Jane was quiet in the car on the drive into town. She hadn't much choice; her sister talked non-stop, already spending the riches she was sure would soon be hers. The secretary ushered them into Mr Smedly's office. With him was a tall, thin man who looked vaguely familiar. Not surprising, thought Jane; he is an famous actor, after all.

Elizabeth put the charm on straight away.

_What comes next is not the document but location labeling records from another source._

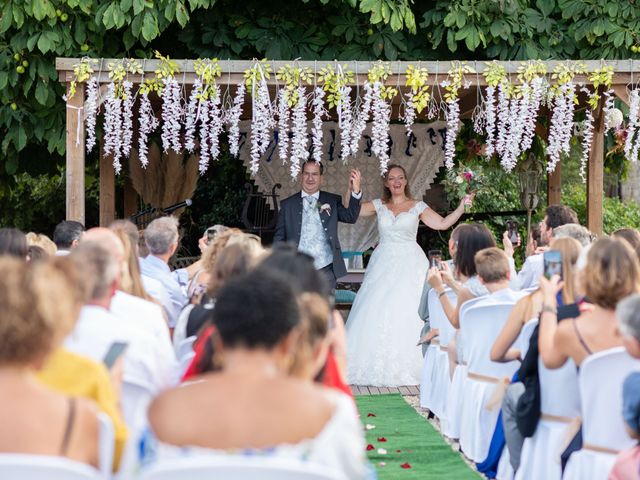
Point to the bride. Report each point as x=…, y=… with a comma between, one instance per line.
x=383, y=325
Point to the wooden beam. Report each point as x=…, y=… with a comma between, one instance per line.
x=107, y=188
x=554, y=187
x=595, y=175
x=75, y=155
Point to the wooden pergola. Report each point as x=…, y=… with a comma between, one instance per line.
x=233, y=73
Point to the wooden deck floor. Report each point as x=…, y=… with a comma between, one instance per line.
x=368, y=390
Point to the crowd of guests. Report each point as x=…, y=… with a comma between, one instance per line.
x=175, y=358
x=90, y=319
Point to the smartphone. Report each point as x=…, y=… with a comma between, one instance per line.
x=512, y=230
x=435, y=259
x=115, y=351
x=552, y=263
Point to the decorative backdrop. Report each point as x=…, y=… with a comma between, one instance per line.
x=421, y=154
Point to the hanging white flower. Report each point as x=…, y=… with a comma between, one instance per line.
x=192, y=115
x=171, y=115
x=147, y=123
x=345, y=122
x=319, y=111
x=261, y=125
x=233, y=120
x=381, y=112
x=362, y=117
x=631, y=147
x=299, y=140
x=112, y=127
x=283, y=125
x=127, y=118
x=216, y=125
x=91, y=112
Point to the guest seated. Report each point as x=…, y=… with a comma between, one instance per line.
x=611, y=273
x=628, y=314
x=253, y=406
x=39, y=306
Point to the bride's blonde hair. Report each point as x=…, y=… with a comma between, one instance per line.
x=386, y=193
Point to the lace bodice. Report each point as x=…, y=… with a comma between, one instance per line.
x=398, y=228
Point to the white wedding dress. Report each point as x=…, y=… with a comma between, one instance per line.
x=383, y=326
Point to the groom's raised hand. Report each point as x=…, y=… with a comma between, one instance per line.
x=355, y=178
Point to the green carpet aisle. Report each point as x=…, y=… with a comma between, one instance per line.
x=414, y=449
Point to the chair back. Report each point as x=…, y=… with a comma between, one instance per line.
x=185, y=346
x=525, y=336
x=559, y=391
x=44, y=467
x=600, y=380
x=479, y=326
x=438, y=318
x=244, y=468
x=106, y=444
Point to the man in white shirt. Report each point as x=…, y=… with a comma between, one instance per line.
x=161, y=237
x=555, y=216
x=97, y=328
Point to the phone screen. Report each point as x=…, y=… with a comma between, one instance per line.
x=115, y=350
x=552, y=263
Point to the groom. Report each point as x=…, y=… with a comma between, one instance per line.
x=310, y=219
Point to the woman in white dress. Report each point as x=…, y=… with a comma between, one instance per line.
x=384, y=324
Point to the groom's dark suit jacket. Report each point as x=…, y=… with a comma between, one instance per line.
x=290, y=222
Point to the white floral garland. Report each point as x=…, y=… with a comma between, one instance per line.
x=300, y=139
x=261, y=125
x=345, y=122
x=631, y=145
x=561, y=124
x=112, y=127
x=283, y=124
x=233, y=120
x=147, y=123
x=191, y=118
x=171, y=115
x=381, y=112
x=91, y=111
x=127, y=118
x=316, y=132
x=216, y=126
x=362, y=117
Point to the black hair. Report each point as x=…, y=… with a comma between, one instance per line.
x=66, y=232
x=13, y=242
x=315, y=163
x=298, y=267
x=256, y=310
x=558, y=215
x=472, y=238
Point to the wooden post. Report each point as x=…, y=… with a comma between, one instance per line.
x=75, y=155
x=107, y=188
x=595, y=175
x=554, y=189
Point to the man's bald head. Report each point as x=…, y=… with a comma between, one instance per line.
x=107, y=239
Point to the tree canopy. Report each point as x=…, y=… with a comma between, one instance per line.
x=34, y=32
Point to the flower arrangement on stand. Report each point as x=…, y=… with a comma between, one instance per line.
x=256, y=80
x=564, y=100
x=335, y=82
x=417, y=99
x=452, y=85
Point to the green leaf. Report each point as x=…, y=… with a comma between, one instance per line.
x=42, y=93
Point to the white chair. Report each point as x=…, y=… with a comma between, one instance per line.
x=243, y=468
x=185, y=347
x=480, y=326
x=603, y=431
x=44, y=467
x=106, y=444
x=560, y=408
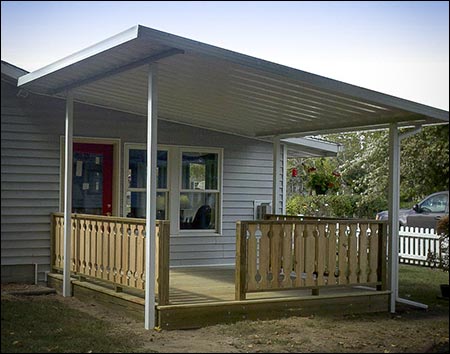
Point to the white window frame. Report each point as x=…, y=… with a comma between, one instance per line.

'Uncle John,' she said, giving him her most brilliant smile. 'I've always been a great fan of your movies. Who knew we were flesh and blood? What a pity we never met before. But we have plenty of time to make up for that now.'
Her uncle looked at her.
'You must be Elizabeth. I'm glad you liked my movies. And we have met before.'
'No,' said Elizabeth. 'I'd remember.'
'I doubt it. I was cold, tired, and hungry. And you wouldn't give me so much as a cup of tea.'
'I think you must be mistaken.'
'I'm afraid not. And because of that, you will never be my heir.'
'I don't understand.'
'You will.' He turned to Jane. 'Now you, Jane; you, on the other hand, are a kind and good young woman. You gave me plenty of good hot tea, fed me, let me sit by your fire, even clothed me. You, my dear, shall be my heir.'
Jane shook her head.
'No, there must be some mistake. We've never met.'
Her uncle smiled.
'Haven't we?' he said. From a chair near Mr Smedly's desk he took an old black shawl. He threw it over his head, stooped down, and smiling at Jane, said: 'Are you sure we haven't met, dearie?'
She was looking at the old woman who had come to the house earlier. Jane remembered then that her uncle was an actor. Elizabeth clearly remembered it also, for she began to wail, realising what her moment of unkindness had cost her.
(C) Fr Levi

I told this story to the children in the school today. Again, no prizes for guessing what passage of Scripture this is based on! I did wonder if the children would see the 'twist' at the end coming, but they assured me they didn't - what it is to be young and innocent!